Nichols locked eyes with Fleming who gave him the thumbs-up as he dragged
himself against the wind velocity to the edge of the hatch and peered down at
the howling abyss.

McGhee hollered
from the cockpit. “Get a move on back there! I can’t hold her much longer!”

Nichols focused on
the jump light. The bulb turned green. Nichols screwed shut his eyes and, with
a convulsive jerk of his arms, flung himself out. Not a very expert launching,
for instead of jumping out he had fallen forward and was already twisting in
mid-air as his parachute billowed open. Thunder exploded as the silk shrouds
inflated and he was yanked skyward.

Fleming braced
himself and stepped up. It started to rain. Moisture patted his cheeks. He
looked at Jones who nodded back.

Fleming’s eyes
locked on the signal. He pulled out a pendant from around his neck, a tarnished
medal, and kissed it for luck before carefully returning it to under his flight
suit.

Jones loosened
Fleming’s harness, giving it more slack. “Steady now! Wait for it!”

The rain had
rapidly become sleet and was pelting into the cabin. Fleming clung tight to the
doorway, grasping the latches on each side to hold himself in place.

The red bulb
glowed green.

Fleming leaped out
of the plane just as it was struck by lightning. Crackling electricity
cobwebbed around the fuselage and the plane’s torso became cocooned in a web of
static.

Fleming’s harness
line tangled up as the plane veered and he was dragged through the sky against
the side of the plane.

Jones lunged for
Fleming’s cables and tried to untangle them but got his hand trapped. The taut
rope cut into his palm and scored a deep gash. Jones turned and hollered to the
cockpit. “His equipment’s caught!” He pulled a lever and alarms sounded.

Outside the plane,
Fleming’s helmet was torn off by the powerful velocity and he could no longer
breath. His pack was sucked into one of the engines, blowing it out. Fumes and
toxic vapors stung his eyes. The plane slammed to the right, dipping savagely.

A burst of flame
from the blown engine shot quickly over Fleming in a hellish backdraft. He
ripped off a patch on his suit, revealing a bowie knife. Its polished flint
glimmered in the moonlight. He struggled against the plane’s mighty downwash.

McGhee’s voice could
barely be heard over the P.A. as he struggled to keep them on course. “Losing
altitude... Starboard engine gone...”

Loose debris like papers and bits of clothing were sucked
out of the plane. A window imploded and howling air currents invaded.

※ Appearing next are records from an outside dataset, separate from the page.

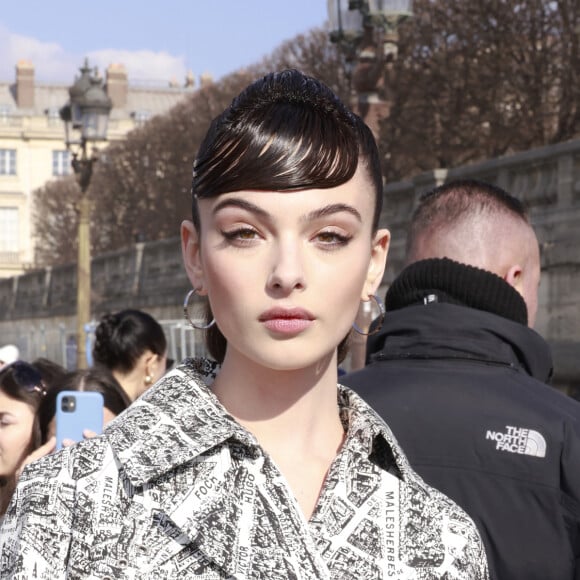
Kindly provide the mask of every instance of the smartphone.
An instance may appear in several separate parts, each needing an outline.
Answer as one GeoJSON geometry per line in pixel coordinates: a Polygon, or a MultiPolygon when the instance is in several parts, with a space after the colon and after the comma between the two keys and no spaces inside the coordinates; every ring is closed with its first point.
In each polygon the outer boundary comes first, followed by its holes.
{"type": "Polygon", "coordinates": [[[62,391],[56,398],[56,448],[63,439],[83,440],[83,431],[103,431],[103,395],[91,391],[62,391]]]}

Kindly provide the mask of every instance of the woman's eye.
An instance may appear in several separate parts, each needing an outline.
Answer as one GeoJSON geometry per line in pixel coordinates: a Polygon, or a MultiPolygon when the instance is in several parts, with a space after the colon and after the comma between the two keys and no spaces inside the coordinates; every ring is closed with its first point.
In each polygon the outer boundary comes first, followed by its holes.
{"type": "Polygon", "coordinates": [[[238,228],[231,231],[222,231],[222,236],[231,242],[236,240],[248,242],[257,239],[258,232],[252,228],[238,228]]]}
{"type": "Polygon", "coordinates": [[[339,234],[338,232],[319,232],[316,240],[324,246],[344,246],[351,240],[351,236],[339,234]]]}

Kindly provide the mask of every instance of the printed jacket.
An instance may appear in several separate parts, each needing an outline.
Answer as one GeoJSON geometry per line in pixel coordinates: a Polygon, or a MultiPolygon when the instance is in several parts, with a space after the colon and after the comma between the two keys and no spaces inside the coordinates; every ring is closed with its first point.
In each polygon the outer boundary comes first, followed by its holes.
{"type": "Polygon", "coordinates": [[[488,577],[473,522],[352,392],[339,388],[347,437],[307,522],[203,364],[26,468],[0,530],[2,579],[488,577]]]}
{"type": "Polygon", "coordinates": [[[580,578],[580,405],[545,384],[523,324],[444,303],[387,312],[374,360],[341,378],[409,462],[471,515],[490,576],[580,578]]]}

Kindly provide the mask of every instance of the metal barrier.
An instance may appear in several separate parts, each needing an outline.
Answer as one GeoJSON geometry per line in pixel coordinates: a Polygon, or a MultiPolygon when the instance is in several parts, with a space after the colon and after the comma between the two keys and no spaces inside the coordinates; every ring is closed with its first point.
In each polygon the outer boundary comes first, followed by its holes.
{"type": "MultiPolygon", "coordinates": [[[[186,357],[206,356],[203,337],[195,333],[183,319],[159,320],[167,338],[167,356],[180,361],[186,357]]],[[[87,341],[87,364],[92,366],[92,352],[95,341],[95,329],[98,322],[92,321],[85,326],[87,341]]],[[[203,324],[200,321],[200,324],[203,324]]],[[[0,346],[14,344],[20,350],[20,358],[33,361],[36,358],[47,358],[68,370],[76,368],[76,334],[75,329],[64,324],[54,326],[43,323],[34,327],[29,333],[4,333],[0,346]]]]}

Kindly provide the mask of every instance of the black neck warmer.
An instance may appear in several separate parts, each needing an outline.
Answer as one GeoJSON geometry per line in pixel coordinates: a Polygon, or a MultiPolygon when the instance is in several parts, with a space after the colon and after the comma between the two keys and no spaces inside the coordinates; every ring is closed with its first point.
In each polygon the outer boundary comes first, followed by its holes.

Jones pulled on the lines and tried to haul Fleming in
but the ropes were too taut, the wind velocity too powerful. He stumbled to the
emergency axe and shouted “I have to cut his lines!”

McGhee looked out
the canopy and watched in horror as the cords tethering Fleming to the plane
whipped around the stem of the starboard propellers and pulled him in toward
the gyrating blades. “Hurry! He’ll be torn apart!”

Jones smashed the
glass and removed the emergency hatchet, grasped it with both hands and brought
it crashing down on Fleming’s tethers as the plane buckled, causing him to miss
all three strands of rope. The axe head was embedded in the floor of the
fuselage. Jones pulled but couldn’t extract it.